On April 28, the police chiefs of Dallas and Houston followed suit with an op-ed co-signed by chiefs from Austin, Arlington, Fort Worth, and San Antonio, as well as James McLaughlin, the director of the Texas Police Chiefs Association. “Officers would start inquiring about the immigration status of every person they come in contact with, or worse, inquire about the immigration status of people based on their appearance,” they wrote. “This will lead to distrust of police and less cooperation from members of the community. And it will foster the belief that people cannot seek assistance from police for fear of being subjected to an immigration status investigation.”
This is already happening, as a result, immigrants rights groups say, of the newly empowered Immigration and Customs Enforcement police. In March, Los Angeles police chief Charlie Beck said reports of sexual assault made by Latino residents have dropped 25 percent over last year. Reports of domestic violence from Latino communities are down 10 percent. Fears of deportation have also frightened witnesses from testifying in criminal prosecutions.
Now, Texas law enforcement is worried about that effect getting worse in the state’s big cities, where fear is already impacting policing.
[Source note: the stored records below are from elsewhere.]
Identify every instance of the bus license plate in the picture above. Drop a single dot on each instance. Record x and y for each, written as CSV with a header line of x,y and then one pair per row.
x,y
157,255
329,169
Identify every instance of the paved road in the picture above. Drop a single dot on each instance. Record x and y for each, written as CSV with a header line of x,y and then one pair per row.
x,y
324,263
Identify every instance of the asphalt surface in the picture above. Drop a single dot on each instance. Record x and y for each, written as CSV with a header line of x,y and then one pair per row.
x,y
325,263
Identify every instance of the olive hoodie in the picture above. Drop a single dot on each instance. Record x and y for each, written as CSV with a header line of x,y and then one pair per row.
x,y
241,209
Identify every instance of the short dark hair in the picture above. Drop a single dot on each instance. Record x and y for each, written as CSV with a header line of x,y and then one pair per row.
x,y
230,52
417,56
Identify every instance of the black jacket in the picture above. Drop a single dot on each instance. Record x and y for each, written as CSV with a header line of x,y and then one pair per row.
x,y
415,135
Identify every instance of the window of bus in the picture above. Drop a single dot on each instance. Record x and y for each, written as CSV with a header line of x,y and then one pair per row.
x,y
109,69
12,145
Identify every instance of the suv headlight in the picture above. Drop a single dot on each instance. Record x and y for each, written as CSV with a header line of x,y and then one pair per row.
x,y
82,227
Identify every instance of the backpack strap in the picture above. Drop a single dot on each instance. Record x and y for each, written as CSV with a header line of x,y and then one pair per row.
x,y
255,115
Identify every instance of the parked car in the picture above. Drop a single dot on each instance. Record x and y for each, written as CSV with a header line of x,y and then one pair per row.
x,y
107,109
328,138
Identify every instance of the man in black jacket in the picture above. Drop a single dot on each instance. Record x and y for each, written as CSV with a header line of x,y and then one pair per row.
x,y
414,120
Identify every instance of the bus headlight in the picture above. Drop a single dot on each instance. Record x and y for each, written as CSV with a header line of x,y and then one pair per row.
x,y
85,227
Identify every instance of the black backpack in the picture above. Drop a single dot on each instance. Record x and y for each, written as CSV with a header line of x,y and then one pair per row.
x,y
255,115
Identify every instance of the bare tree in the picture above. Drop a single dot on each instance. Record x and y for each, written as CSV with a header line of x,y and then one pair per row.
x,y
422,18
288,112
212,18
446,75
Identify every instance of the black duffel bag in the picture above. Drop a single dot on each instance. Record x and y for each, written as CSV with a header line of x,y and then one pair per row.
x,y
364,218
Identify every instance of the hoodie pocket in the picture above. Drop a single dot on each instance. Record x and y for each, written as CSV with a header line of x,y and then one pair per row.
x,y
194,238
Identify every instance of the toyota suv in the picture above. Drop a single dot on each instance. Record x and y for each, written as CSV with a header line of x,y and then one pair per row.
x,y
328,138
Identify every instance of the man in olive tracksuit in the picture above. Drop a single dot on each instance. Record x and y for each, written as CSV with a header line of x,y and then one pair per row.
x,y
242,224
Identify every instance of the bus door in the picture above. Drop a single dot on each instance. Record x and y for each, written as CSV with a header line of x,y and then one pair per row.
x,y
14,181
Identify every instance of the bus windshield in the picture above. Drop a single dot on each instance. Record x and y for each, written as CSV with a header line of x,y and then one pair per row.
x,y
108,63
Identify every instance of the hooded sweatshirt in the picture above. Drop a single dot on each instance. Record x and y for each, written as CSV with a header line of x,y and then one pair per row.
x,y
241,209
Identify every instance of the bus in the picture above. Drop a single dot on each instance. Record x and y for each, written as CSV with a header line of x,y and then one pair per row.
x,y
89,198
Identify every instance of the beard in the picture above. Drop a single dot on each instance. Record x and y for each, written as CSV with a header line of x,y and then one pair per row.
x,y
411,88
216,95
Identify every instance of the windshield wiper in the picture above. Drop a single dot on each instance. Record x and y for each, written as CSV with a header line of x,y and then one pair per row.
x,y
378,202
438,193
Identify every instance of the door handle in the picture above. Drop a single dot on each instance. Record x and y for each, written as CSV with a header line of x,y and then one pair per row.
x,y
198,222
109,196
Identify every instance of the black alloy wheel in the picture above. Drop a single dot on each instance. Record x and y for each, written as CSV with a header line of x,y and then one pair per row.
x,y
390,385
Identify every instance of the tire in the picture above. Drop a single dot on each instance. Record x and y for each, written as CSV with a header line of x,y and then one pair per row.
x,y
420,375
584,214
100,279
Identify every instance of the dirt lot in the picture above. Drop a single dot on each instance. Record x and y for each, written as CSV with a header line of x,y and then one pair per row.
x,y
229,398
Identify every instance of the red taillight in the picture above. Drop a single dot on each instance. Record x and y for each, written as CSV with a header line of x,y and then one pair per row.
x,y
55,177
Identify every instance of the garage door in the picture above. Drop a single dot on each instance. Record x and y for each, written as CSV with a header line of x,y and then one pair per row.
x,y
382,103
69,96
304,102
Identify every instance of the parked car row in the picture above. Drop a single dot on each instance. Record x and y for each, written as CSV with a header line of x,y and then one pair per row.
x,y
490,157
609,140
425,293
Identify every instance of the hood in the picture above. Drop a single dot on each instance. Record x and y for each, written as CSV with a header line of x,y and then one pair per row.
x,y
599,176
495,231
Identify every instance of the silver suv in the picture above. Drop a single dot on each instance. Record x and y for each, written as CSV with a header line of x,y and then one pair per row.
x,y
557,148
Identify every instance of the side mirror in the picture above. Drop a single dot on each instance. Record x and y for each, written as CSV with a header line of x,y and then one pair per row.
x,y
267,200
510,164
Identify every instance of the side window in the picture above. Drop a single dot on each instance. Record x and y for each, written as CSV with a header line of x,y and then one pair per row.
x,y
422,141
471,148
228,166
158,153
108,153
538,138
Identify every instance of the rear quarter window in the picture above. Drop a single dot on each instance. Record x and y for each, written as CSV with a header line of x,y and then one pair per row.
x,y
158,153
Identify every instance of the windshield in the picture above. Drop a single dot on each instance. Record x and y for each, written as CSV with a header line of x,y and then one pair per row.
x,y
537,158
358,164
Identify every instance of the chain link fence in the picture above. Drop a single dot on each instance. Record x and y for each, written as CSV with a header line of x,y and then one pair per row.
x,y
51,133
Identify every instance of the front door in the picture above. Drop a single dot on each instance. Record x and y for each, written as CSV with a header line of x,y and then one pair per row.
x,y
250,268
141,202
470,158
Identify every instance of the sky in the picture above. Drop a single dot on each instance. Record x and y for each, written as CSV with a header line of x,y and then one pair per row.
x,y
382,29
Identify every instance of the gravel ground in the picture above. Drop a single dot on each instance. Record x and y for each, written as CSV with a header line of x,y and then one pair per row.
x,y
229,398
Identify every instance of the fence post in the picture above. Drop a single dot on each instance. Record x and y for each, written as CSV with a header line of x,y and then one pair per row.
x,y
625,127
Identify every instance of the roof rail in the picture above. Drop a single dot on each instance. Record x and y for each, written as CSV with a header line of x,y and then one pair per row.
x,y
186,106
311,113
In March, Houston police chief Art Acevedo released statistics showing that reports of rapes from Hispanics have dropped 43 percent compared with the same time last year, compared with an 8.2 percent increase in non-Hispanic victims reporting rapes.
“The perception we’re going to create by having this legislation is going to have a tremendously chilling effect on the immigrant community,” Acevedo said in a press conference last week.
Despite a broad consensus that sanctuary cities are safer than their peers, and that immigrants commit fewer crimes than native-born Americans, Republicans have continued to frame SB 4 as a law-and-order policy.
“There are some officials in the state of Texas, as well as across the United States, who simply do not want to apply the rule of law in their jurisdiction, who want to promote lawlessness,” Abbott told Fox News on Sunday. “And it’s inexcusable.”
Is he talking about the state’s police chiefs?